Once, when I was impatient and tried to jaywalk across a busy road.
Once, when I choked on a piece of cauliflower for a bit too long.
Once, when I was born barely breathing.
I'd like to think death's familiar with me. But I wonder, what is death? Is it a man cloaked in a black robe, dragging a scythe behind himself, making ugly screeching noises against the pavements? Maybe he's joyous in our death, a hunt for a prize, much like we hunt others. Will he smile at me and swiftly take me, as I was a worthy hunt skilled to evade him thrice, or am I just making his job harder?
Or is death a mother, who'll cradle us in our last moments, tell us we did so well, and it's time to give our aching bodies a rest?
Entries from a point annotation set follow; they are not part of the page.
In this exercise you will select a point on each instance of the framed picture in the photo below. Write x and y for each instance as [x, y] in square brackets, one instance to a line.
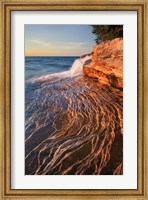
[73, 99]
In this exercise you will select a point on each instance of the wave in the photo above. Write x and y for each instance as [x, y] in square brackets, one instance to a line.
[74, 70]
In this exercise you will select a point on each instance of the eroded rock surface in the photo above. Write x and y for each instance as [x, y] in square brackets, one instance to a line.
[107, 63]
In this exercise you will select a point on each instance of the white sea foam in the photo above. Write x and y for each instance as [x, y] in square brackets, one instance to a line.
[75, 69]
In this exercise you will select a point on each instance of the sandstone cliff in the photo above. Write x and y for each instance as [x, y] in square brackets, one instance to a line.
[107, 63]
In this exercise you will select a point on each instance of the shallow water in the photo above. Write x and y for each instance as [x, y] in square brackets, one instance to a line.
[73, 127]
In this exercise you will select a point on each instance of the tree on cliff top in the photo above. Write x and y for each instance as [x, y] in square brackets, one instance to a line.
[107, 32]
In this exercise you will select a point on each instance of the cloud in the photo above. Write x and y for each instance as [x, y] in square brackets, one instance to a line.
[39, 42]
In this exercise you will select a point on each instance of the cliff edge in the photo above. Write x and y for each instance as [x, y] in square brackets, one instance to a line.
[107, 63]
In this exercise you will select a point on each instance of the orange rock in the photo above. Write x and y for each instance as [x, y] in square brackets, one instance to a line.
[107, 63]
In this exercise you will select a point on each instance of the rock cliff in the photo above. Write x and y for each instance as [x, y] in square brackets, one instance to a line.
[107, 63]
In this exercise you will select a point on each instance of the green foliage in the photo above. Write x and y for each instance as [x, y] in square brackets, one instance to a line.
[107, 32]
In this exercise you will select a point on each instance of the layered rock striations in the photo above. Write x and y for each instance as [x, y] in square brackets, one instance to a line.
[107, 63]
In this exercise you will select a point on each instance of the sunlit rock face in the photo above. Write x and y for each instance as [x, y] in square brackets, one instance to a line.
[107, 63]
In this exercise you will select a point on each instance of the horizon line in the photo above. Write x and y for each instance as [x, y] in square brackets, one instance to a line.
[54, 56]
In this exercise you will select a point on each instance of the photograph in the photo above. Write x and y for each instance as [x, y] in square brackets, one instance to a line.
[73, 99]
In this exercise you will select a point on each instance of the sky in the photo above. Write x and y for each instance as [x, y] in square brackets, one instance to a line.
[58, 40]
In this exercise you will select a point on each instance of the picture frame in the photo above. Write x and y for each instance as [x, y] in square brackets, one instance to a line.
[5, 98]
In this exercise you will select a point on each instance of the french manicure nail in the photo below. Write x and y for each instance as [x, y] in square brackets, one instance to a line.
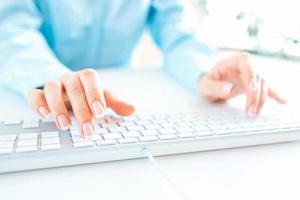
[254, 84]
[98, 109]
[252, 111]
[226, 88]
[87, 129]
[44, 112]
[63, 122]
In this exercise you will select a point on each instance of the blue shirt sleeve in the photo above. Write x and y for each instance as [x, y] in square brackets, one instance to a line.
[174, 27]
[26, 61]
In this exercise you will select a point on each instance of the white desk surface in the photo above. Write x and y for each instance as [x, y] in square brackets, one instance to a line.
[270, 172]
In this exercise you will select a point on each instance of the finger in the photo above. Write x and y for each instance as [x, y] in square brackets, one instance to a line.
[272, 94]
[79, 104]
[215, 90]
[38, 102]
[93, 91]
[253, 92]
[263, 96]
[117, 105]
[54, 96]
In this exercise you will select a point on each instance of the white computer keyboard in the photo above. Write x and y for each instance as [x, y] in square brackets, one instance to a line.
[26, 145]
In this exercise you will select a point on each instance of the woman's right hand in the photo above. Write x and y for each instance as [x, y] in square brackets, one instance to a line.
[80, 92]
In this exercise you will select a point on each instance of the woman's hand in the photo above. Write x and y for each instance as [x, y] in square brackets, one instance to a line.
[232, 76]
[80, 92]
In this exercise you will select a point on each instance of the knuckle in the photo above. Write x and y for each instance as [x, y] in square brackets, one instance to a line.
[66, 76]
[52, 85]
[83, 114]
[75, 89]
[243, 55]
[89, 73]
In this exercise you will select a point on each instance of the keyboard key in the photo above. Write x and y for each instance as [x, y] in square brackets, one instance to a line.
[6, 144]
[184, 124]
[101, 130]
[135, 128]
[95, 137]
[7, 137]
[50, 147]
[204, 133]
[184, 129]
[53, 140]
[6, 150]
[150, 138]
[169, 125]
[201, 128]
[12, 122]
[127, 140]
[112, 136]
[237, 130]
[143, 122]
[108, 125]
[168, 137]
[106, 142]
[27, 125]
[130, 134]
[124, 124]
[84, 144]
[167, 131]
[152, 126]
[50, 134]
[28, 142]
[221, 132]
[21, 149]
[216, 126]
[28, 136]
[186, 135]
[149, 132]
[77, 139]
[117, 129]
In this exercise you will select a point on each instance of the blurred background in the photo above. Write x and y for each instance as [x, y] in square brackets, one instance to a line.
[262, 27]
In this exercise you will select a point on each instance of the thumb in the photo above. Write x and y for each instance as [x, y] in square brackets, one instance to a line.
[117, 105]
[215, 90]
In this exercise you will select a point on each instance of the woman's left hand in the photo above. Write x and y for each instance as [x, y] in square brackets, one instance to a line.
[232, 76]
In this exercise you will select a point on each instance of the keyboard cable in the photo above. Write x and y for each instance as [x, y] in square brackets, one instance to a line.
[164, 174]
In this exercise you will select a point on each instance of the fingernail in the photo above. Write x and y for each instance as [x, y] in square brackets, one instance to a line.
[98, 109]
[254, 84]
[63, 122]
[226, 88]
[44, 112]
[252, 111]
[87, 129]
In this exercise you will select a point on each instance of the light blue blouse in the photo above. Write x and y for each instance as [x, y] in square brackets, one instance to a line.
[42, 39]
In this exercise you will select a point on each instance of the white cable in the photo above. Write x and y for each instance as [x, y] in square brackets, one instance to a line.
[171, 183]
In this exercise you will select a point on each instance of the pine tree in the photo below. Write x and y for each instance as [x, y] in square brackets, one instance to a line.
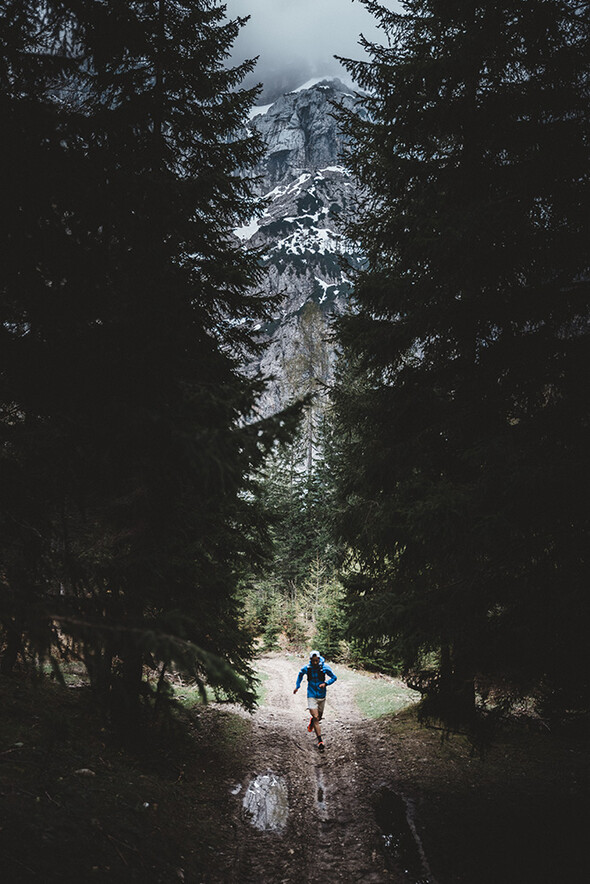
[463, 471]
[123, 308]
She shall wipe our tears, kiss our foreheads and rub circles into our backs, as we tell her our fears, scared of death, scared of the unknown?
What if death is a warrior, who'll laugh heartily when walking in, offer us a drink and request our tales? They wonder what fight we lost, and they cheer when we win, cry with us when we lose and regard us with nothing but honour and respect. A death is seen as the fight of a glorious battle, and we all deserve the respect of having fought the glorious battle of life.
I wonder if death fights for you, it tries to save you, feeds you hope and determination, and hands you the drive to keep going. It loves those who fight ardently, it loves doctors, scientists, believers and those who believe nothing can hurt them. Those who pour out every piece of brilliance and determination and wit and love to keep going, just because we're entertainment and it's inevitable.
But I would much rather believe all deaths hate when someone does the job for them, because who is a human to take on the role of ending a life, one that deserves so much time and consequence. Death abhors war because it can't give the time that each soul deserves to tell their story. Death hopes we love each other, and protect each other, so when it comes, our story gets the right ending. They mourn the people they could never talk to or applaud or criticise.
I don't know who I'll see when I die, but it will be the loveliest afterlife I know.